It also has a nice 8-bit/16-bit aesthetic going on in both looks and sound effects, for anyone nostalgic for old school video games.
You can see that the variety of languages is pretty astounding, though of course some languages have more content than others. Like Tatoeba, you can create an account for free on Clozemaster, and it has no limits on how many languages you can choose to study.
Note: Clozemaster is not for beginners. You need some familiarity with the target language to benefit from the program. Generally, the developer touts Clozemaster as “the next step after DuoLingo.”
The data is cool, but for me it’s secondary.
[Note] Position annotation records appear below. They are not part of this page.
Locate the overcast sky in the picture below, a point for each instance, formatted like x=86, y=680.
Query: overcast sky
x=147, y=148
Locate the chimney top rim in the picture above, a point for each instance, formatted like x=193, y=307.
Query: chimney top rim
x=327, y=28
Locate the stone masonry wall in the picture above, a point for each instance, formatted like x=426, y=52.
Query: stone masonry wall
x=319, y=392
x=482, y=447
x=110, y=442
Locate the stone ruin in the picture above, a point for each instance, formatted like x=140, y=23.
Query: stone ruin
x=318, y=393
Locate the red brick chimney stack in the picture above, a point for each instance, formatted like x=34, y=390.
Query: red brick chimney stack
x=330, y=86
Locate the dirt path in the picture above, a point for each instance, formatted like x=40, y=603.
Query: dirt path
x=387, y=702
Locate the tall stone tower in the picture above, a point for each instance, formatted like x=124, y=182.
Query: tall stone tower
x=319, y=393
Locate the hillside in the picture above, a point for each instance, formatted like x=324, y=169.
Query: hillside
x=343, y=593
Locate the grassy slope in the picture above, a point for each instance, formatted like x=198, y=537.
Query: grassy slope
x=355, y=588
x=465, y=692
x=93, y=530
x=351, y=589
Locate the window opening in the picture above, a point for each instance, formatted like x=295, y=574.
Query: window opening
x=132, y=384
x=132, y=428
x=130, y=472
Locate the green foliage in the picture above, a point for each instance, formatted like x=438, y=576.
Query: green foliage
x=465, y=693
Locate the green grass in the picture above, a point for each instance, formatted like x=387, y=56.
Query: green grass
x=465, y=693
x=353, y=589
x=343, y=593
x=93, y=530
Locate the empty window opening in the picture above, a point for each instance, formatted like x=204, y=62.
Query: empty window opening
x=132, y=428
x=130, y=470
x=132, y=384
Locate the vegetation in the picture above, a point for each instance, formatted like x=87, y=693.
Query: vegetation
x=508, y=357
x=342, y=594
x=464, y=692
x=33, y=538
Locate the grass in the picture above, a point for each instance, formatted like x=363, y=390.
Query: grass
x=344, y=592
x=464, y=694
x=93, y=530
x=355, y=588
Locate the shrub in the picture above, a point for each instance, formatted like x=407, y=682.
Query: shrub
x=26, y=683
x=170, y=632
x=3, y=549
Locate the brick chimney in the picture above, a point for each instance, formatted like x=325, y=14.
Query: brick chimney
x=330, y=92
The important bits are towards the bottom: the section labeled “Fluency Fast Track” and then “Grouped by: Most Common Words.” That’s where you actually do the studying.
The basic difference is that Fluency Fast Track mixes clozes from easy to difficult (and from most common to least common), while the “Most Common Words” group will focus specifically on the 100, 500, 1000, etc. most common words. I like to keep things focused, so I prefer the latter, but either should be fine.
All of the exercises, in the app as well as most browsers, also include text-to-speech audio. It’s not entirely natural, so I wouldn’t use it for phrasing or intonation, but it’s fine for individual words. Also, the web version links every word in the phrase to Forvo (in addition to Google Translate, Wiktionary, and Tatoeba), where you can hear actual humans pronounce the word in question.
The wrinkle that I really appreciate is that you can play a cloze exercise in two modes: multiple choice or text input. The text input option is really important because it forces you to move a word from your passive vocabulary to your active vocabulary. If you want to challenge yourself with the text input option, I’d recommend setting Clozemaster to show you the L1 translation along with the question (rather than after you answer), so you know if it’s “What’s his name?” or “What’s her name?”.
There is also a smartphone app that, like Anki, connects your browser-based account (and all of its progress) with your smartphone:
If you pay for a Clozemaster Pro account, you have the option of downloading the “Fast Track” lessons directly to your phone; otherwise everything is in the cloud, so the app is useless if you can’t connect to the Internet. There are other little bells and whistles you get in the pro account as well: listening comprehension practice, the ability to focus on specific parts of speech, more data, the ability to export into Anki, etc. At $60, it’s not a bad investment at all.